Summary
reversing judgment in rape trial of black defendant based in part on prosecutor's statement that "maybe the next time it won't be a little black girl from the other side of the tracks"
Summary of this case from U.S. v. SantiagoOpinion
No. 74-1966.
March 21, 1975.
Roderick P. Bushnell (argued), San Francisco, Cal., for petitioner-appellant.
Herbert F. Wilkinson, Deputy Atty. Gen. (argued), for respondent-appellee.
Appeal from the United States District Court for the Northern District of California.
OPINION
Marshall Andre Kelly, a California state prisoner, petitioned the United States District Court for a writ of habeas corpus. He urged as grounds for relief prosecutorial misconduct during his state court trial. The district court denied him relief, and he has appealed.
Kelly is black, and the charge was forcible rape. In these circumstances, the district attorney's exhortation in a closing argument to the jury to "[t]hink about the consequences of letting a guilty man, a man guilty of a serious and rather horrible crime, go free. Because maybe the next time it won't be a little black girl from the other side of the tracks; maybe it will be somebody that you know; maybe it will be somebody that I know. And maybe the next time he'll use the knife. . . ." constituted a highly inflammatory and wholly impermissible appeal to racial prejudice. (R. 29-30) Guilty verdicts must, of course, be based upon solid evidence, not upon appeals to emotion. See United States ex rel. Haynes v. McKendrick, 481 F.2d 152 (2nd Cir. 1973).
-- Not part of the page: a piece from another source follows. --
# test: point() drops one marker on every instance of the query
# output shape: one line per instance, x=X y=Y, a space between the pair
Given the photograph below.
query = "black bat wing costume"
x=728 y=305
Moreover, the district attorney violated the Griffin rule. (Griffin v. California, 380 U.S. 609, 85 S.Ct. 1229, 14 L.Ed.2d 106 (1965).)
The charge being rape brought the accused and his role in the alleged affair into particularly sharp focus. And although the district attorney did not directly comment that Kelly had not taken the witness chair to deny or give his version of the affair, her repeated assertions to the effect that the alleged victim's testimony of non-consent stood unchallenged "naturally and necessarily" (Hayes v. United States, 368 F.2d 814, 816 (9th Cir. 1966)) emphasized Kelly's testimony silence.
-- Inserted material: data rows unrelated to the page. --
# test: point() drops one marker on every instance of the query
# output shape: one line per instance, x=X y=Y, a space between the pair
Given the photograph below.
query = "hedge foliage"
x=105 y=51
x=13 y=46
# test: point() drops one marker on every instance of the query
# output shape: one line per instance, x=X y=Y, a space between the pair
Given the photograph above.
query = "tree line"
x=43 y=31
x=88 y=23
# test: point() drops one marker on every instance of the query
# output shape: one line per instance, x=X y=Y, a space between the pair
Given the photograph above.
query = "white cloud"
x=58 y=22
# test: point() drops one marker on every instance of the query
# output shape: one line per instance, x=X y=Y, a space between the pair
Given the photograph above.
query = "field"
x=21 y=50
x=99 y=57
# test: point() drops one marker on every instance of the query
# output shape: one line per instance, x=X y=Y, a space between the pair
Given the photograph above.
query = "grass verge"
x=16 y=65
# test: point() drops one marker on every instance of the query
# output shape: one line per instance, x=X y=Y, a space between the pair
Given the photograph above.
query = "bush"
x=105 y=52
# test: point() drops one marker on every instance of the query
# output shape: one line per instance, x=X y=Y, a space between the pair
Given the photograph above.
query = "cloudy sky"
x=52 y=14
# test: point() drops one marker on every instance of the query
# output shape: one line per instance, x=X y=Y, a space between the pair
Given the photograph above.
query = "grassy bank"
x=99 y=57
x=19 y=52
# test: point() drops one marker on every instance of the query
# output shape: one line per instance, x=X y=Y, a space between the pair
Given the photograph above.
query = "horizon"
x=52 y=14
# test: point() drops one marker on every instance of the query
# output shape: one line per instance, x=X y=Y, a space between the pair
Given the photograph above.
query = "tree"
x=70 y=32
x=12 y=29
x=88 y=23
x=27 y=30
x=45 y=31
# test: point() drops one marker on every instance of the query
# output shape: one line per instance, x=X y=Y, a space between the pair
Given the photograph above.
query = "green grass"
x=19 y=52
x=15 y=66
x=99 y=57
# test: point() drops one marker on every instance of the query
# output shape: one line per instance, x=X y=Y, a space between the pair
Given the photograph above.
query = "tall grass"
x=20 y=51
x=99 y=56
Finally, the district attorney's peroration that "If you can't find the defendant guilty on the facts that I have presented to you, I feel like I just might as well, you know, close up shop and go home . . . ." was not only a highly improper expression of personal opinion but constituted a veiled threat to the jury to return a guilty verdict. The trial judge's prompt direction to disregard at most lessened the force of the district attorney's declarations.
We are not prepared to hold that any one of these improper comments and inflammatory statements during the argument to the jury destroyed or materially impaired the fact finder's fairness and impartiality. But we deem manifest the conclusion that, taken together, they operated to deny Kelly a fair trial.
The judgment is reversed and the cause is remanded to the district court with directions to grant Kelly a writ of habeas corpus releasing him from custody, unless the State of California, within 90 days from the date of the filing of the remand, grants Kelly a new trial.